By teaching our children in our community the overwhelming sadness of someone suffering, we instill fear in our children to stay clear of suffering instead of teaching them resiliency and perseverance. Just as we try to capture the happiness that we experience, hold it, preserve it, and always experience such pleasure, we believe that suffering can also be a permanent condition. Believing in the permanence of states of being results in the paralysis of living. If nothing changes how do we move forward? We can’t. The attempt to try to capture all the good and ward off the suffering and bad gives us an artificial sense of control over our lives.
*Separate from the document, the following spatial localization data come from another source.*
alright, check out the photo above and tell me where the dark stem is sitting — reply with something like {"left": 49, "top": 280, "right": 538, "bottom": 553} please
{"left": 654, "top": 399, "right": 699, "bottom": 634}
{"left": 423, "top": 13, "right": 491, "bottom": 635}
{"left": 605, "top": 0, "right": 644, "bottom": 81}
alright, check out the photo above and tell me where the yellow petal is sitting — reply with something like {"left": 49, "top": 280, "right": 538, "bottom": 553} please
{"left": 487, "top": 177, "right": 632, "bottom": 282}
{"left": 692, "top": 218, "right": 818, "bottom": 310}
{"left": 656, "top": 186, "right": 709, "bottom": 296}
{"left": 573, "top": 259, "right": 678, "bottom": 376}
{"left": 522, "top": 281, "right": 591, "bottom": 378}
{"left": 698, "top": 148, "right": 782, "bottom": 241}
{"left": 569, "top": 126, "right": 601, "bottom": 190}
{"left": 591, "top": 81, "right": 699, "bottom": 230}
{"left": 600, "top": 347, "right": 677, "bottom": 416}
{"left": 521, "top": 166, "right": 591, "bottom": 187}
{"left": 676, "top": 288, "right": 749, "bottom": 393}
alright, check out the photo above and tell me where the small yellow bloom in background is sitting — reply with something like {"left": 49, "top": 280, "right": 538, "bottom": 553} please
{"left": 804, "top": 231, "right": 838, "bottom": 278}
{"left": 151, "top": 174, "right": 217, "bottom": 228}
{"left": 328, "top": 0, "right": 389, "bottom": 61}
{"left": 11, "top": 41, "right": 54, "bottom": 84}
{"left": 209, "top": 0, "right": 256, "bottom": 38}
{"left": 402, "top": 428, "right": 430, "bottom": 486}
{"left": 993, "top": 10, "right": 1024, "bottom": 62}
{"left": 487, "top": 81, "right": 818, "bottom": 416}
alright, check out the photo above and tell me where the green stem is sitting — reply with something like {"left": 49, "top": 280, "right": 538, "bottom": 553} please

The reality is we do not have control over many aspects of our lives and teaching a false sense of control results in perpetual self-blame if things are not going well and a consistent striving for excellence and happiness that is not necessarily tangible. We need to stop fighting nature and time and start being present in the moment.
There are no boundaries or walls that we can build to keep out suffering and discontent, there are no clear lines. We must learn to live and embrace all states of being learning that every experience in the words of Salzberg is like “a rainbow or a bolt of lightening;” we experience the brief moment vividly through our senses, but cannot capture the beauty or magic of the fleeting moment nor should we try.